Una signora nubile, docente in pensione di grammatica latina alla facoltà di lettere, ultima esponente di una famiglia di antica tradizione cremazionista, la cui parentela risiede già da lungo tempo in un’area della zona storica del Tempio, mi chiese che fossero tolti tutti i vasetti portafiori dalle cellette dei congiunti; ella non poteva più garantirne per il futuro la cura.

Mi spiegò la ragione della sua richiesta: la mancanza di cure nella tenuta dei vasetti, dopo la sua scomparsa, avrebbe reso desolate le cellette ad uso perpetuo; ne sarebbe derivata una immagine di disordine, offensiva per il ricordo della sua famiglia.

Al di fuori di episodi tipici, si ripresenta una vasta gamma di comportamenti ricorrenti.

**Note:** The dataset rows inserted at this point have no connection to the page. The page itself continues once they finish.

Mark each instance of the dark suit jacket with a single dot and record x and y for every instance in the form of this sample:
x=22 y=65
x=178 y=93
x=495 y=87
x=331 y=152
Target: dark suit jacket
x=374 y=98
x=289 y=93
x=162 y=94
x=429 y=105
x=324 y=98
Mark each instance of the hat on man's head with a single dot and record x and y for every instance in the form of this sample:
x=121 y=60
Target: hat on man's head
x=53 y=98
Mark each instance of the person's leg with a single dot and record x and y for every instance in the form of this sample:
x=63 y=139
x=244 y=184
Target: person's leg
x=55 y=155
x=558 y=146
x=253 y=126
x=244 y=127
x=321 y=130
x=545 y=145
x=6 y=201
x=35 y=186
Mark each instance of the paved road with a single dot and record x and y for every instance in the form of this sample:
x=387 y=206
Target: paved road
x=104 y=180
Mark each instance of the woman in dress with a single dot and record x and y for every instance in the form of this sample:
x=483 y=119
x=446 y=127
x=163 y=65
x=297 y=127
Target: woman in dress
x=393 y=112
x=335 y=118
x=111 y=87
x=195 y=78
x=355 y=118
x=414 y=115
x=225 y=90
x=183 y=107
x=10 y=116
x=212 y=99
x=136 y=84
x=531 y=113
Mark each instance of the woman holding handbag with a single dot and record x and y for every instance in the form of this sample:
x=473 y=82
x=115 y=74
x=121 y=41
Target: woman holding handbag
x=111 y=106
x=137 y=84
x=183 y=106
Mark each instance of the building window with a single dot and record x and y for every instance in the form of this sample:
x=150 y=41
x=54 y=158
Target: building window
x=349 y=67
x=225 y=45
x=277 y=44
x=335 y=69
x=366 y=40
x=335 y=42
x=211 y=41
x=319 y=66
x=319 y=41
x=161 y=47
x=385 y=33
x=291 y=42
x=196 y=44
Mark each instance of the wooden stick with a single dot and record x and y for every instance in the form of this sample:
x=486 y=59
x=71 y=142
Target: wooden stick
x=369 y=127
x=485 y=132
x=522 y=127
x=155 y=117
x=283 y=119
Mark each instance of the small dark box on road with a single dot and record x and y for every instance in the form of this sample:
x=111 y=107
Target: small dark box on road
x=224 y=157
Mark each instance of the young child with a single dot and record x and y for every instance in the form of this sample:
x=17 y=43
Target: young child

Mi riferisco alle manifestazioni di fede politica che più volte ho dovuto gestire nelle loro rappresentazioni più o meno pittoresche nella Sala del Commiato.

L’improvviso scuotersi all’unisono delle braccia tese con le mani serrate a pugno o rigidamente aperte (unico visivo segno distintivo di opposte ideologie); i comandi urlati in tono militaresco; brani musicali evocanti militanze in opposti schieramenti. Tutto ciò muove i presenti alle forti emozioni della passione politica, che travalica la vita del defunto e la rende eterna.

I bambini piccoli ai funerali sdrammatizzano l’evento al punto di muovere al sorriso molti dei presenti. La loro spontaneità e freschezza toglie alla circostanza il senso della finitezza del luogo e lo sostituisce con una concreta speranza di rinnovamento dell’umanità. Ho idea che nei bambini la morte, di cui conoscono il significato più immediato del distacco, nonostante il diverso parere degli adulti, la debbano interpretare come una sorta di gioco a mosca-cieca, cioè un allontanamento non definitivo del defunto.

Di contro quanto penosa appare la parodia del dolore di certi parenti che con un’aria tutta compunta si schierano ai lati opposti della bara come per prendere posizione di battaglia fra loro. Con una gamma vasta di atteggiamenti intermedi si colgono diffidenze, rancori, ostilità, che scaturiscono dai veri o presunti torti subiti. Visi lacrimanti che si induriscono non appena gli sguardi incrociano, oltre la bara, quelli dei parenti; bocche composte al massimo rispetto che si trasformano improvvisamente in ghigni di sfida. In questi casi ho il mio buon da fare per prevenire improvvisi scoppi d’ira con scambi di insulti.

Ho offerto alle vostre riflessioni queste vicende umane concrete. Potrete derivarne le osservazioni a voi più congeniali; io mi limito a proporvi su di esse le mie succinte impressioni.

La morte-evento, a parer mio, è sostanzialmente rifiutato da tutti: il meccanismo utilizzato è quello della fuga in avanti. Intendo cioè affermare che l’evento morte è immediatamente archiviato nella sfera psicologica dell’uomo moderno. Nel passato infatti, in un mondo non ancora insuperbito dal progresso scientifico e fortemente permeato di partecipazione, la morte era accettata nella sua quotidiana presenza, come l’alternarsi delle stagioni, le malattie, le guerre, le carestie, le intemperie.

Oggi al suo posto appaiono, per bocca di parenti ed amici, vicende del passato ( rievocazioni di fatti significativi nel vissuto del defunto), ovvero osservazioni di valore pratico sulle procedure operative (richieste specifiche di vario tipo, da urgenze o posticipazioni per la tumulazione a richieste di specifici brani musicali da diffondere nella circostanza del saluto alla salma) che rimandano alla normalità degli atti della vita. Si cerca di ottenere appunto l’effetto di “normalizzare” l’evento morte, rimuovendolo dalle coscienze per diluirlo nella più tranquillante quotidianità.